Com o crescer dos dias, o yin e o yang se digladiam; a vida e a morte separam.

Do Estado e da Sociedade – 52 No início da primavera não se devem abater árvores, nem perturbar os ninhos; não se devem abater animais prenhes, nem se devem colher ovos de pássaros. A meio da primavera, as correntes e pântanos não devem ser drenados, nem secos os lagos. E as florestas de montanha não devem ser queimadas. Não se devem conduzir quaisquer projectos de monta que possam prejudicar a agricultura. No final da primavera, repara as barragens, abre canais e limpa as estradas. Não permitas que as amoreiras sejam cortadas. Promove as indústrias caseiras e certifica-te que todos esses produtos são da melhor qualidade. No início do verão, evita começar projectos que envolvam movimento de terras e não cortes as árvores de grande porte. Encoraja a agricultura e impede que os animais causem danos aos cereais. Colhe e guarda ervas medicinais. Ao meio do verão não queimes carvão e não faças corar tecidos ao sol. Mantêm abertas as vilas e cidades sem cobrar tarifas ou impostos sobre bens. Lembra-te dos viúvos e viúvas e ajuda-os a ultrapassar as suas perdas. Com o crescer dos dias, o yin e o yang se digladiam; a vida e a morte separam. Durante este período as pessoas cultas regulam a sua dieta e comportamento, tendo o cuidado de não serem demasiado activas, moderando-se nos prazeres sensuais e tomando refeições leves.

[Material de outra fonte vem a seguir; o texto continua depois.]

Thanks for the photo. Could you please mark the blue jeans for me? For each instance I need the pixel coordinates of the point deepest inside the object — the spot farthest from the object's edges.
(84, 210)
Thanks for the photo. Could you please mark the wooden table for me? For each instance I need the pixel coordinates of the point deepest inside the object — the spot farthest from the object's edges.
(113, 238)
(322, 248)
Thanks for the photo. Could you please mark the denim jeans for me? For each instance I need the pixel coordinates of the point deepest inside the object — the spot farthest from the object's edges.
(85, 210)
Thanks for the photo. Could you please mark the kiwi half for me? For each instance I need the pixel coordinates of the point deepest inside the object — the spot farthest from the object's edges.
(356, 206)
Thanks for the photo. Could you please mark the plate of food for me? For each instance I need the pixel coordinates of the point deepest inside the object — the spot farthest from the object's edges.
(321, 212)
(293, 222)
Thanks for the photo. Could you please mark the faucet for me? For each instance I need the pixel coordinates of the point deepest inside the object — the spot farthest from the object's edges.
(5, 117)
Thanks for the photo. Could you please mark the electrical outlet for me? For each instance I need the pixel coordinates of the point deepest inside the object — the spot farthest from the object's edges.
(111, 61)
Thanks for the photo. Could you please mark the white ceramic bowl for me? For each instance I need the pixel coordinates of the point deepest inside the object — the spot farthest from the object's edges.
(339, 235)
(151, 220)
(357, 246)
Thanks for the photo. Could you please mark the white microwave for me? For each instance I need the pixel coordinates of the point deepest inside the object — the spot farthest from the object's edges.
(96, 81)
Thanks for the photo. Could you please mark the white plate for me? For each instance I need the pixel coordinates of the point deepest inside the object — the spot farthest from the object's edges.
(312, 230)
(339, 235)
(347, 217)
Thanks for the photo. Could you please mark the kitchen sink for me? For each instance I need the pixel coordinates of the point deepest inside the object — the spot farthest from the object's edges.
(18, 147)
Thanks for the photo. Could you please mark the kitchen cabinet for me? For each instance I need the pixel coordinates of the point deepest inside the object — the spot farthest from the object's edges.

Tradução de Rui Cascais Ilustração de Rui Rasquinho

Huai Nan Zi (淮南子), O Livro dos Mestres de Huainan foi composto por um conjunto de sábios taoistas na corte de Huainan (actual Província de Anhui), no século II a.C., no decorrer da Dinastia Han do Oeste (206 a.C. a 9 d.C.). Conhecidos como “Os Oito Imortais”, estes sábios destilaram e refinaram o corpo de ensinamentos taoistas já existente (ou seja, o Tao Te Qing e o Chuang Tzu) num só volume, sob o patrocínio e coordenação do lendário Príncipe Liu An de Huainan. A versão portuguesa que aqui se apresenta segue uma selecção de extractos fundamentais, efectuada a partir do texto canónico completo pelo Professor Thomas Cleary e por si traduzida em Taoist Classics, Volume I, Shambhala: Boston, 2003. Estes extractos encontram-se organizados em quatro grupos: “Da Sociedade e do Estado”; “Da Guerra”; “Da Paz” e “Da Sabedoria”. O texto original chinês pode ser consultado na íntegra em www. ctext.org, na secção intitulada “Miscellaneous Schools”.